Emma, 27, and Ian, 34, are a good example of this. While living with Ian, Emma attended a series of personal-improvement workshops, and returned full of self-help speak. "She turned into a robot," says Ian. "She'd constantly blurt out lines from the course, rather than giving her own opinion, and began speaking about things in a very odd way — instead of saying ‘I love this film’ as she'd have done in the past, she'd say, ‘I'm really connecting with this film and I feel it's going to make me express myself’, before crying. In the end I felt as if I didn't know her. She threatened to leave if I didn't go on the course." Eventually they split. Emma is now seeing someone from the course and only socialises with course-attendants. Her obsession is almost cult-like.

"You have to ask why the guru or course has become significant," suggests Northam. "What's missing that seeing the light becomes such an obsession?

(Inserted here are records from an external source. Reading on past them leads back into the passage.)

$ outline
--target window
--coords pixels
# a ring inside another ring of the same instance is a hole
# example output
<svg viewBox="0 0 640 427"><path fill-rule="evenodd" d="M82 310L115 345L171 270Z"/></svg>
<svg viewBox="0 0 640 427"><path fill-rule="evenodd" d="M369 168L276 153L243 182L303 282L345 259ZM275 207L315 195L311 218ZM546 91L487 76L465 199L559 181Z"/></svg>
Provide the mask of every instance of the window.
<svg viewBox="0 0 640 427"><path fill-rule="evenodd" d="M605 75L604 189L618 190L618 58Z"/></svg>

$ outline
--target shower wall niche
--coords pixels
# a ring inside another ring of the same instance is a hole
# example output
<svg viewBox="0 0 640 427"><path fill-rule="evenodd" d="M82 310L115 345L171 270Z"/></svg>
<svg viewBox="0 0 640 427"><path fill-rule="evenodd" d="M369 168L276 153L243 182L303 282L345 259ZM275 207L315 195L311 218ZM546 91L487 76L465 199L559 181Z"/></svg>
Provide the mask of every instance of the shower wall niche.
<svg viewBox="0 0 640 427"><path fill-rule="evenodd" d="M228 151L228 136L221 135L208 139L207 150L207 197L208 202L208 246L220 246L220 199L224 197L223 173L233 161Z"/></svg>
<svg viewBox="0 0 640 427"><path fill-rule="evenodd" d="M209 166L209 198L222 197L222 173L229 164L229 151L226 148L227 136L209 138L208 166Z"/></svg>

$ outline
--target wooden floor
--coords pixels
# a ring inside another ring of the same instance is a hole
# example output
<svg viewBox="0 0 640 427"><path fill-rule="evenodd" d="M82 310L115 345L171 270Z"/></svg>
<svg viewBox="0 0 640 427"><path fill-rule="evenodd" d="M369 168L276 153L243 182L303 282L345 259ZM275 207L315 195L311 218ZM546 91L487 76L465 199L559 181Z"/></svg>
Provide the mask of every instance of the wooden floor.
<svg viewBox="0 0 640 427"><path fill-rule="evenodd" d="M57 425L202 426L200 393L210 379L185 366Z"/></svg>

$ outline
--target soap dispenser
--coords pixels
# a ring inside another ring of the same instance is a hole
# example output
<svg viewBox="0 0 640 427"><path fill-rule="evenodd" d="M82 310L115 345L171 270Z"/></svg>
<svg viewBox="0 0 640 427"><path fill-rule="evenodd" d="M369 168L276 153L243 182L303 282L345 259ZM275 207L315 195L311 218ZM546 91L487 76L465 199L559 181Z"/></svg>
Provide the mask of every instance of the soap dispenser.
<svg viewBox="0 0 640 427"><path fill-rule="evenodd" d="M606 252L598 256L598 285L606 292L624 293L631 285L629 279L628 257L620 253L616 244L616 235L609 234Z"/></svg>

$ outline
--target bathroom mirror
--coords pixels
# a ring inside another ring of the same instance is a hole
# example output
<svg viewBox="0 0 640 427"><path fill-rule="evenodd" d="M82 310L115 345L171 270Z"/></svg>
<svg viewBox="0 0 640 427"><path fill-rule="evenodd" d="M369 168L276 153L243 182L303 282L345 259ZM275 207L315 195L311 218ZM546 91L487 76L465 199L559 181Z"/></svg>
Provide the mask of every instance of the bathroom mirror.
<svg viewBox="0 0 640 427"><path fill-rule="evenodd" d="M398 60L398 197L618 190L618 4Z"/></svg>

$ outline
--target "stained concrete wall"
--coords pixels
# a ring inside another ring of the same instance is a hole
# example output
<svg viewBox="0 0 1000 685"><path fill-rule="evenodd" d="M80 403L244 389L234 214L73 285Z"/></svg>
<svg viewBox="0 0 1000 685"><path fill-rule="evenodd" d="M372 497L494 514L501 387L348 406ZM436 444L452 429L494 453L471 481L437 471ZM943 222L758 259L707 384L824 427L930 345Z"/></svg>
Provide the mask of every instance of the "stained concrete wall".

Passions are fine, but not if they control your life and you hide behind them." There's the chance, she says, of the person's partner feeling as if they're having a sort of affair. Makes sense — if someone's constantly referring to a course, begins attacking your every move and isn't available emotionally, you'd feel pretty rejected. "This could lead to the non-self-help partner having a real affair, or leaving,"says Northam. "The non-self-help partner can try to avoid this by telling the other how he/she feels. If that doesn't work, counselling may help. It's often the case that there was something amiss in the relationship that led to the self-help obsession and counselling could unearth it." As well as ruining your relationship through self-help obsession, you can do it by taking self-help advice too literally. One couple got divorced after attending a self-discovery weekend in Spain together. They'd been married for two years and were having minor niggles. The weekend involved various personality tests; they spent the entire time analysing their relationship and, with the guidance of a self-help guru, came to the decision (somewhat dubiously) that it wasn't really working out for them. A year later, they still meet up regularly, despite attempting to have relationships with other people, because the course leaders instructed them to do so - hardly a great way to make a new partner feel comfortable.

"This is the problem with a lot of self-help," says relationship coach Phil Flanagan. 'People take the advice too literally. They don't think about it - is this sensible advice? People often take things out of context, for example, "The guru says I need a more dominant man, so I'm going to leave you." Be logical and think about what you want.' If you think your judgment may be cloudy or your problems too big for self-help, go to a counsellor. One-to-one sessions usually prevent misunderstanding, because there's so much discussion. Otherwise, go ahead and self-help - it can be a valid way to improve communication in relationships; just be rational about it. Oh, and don't pick up men in crystal shops.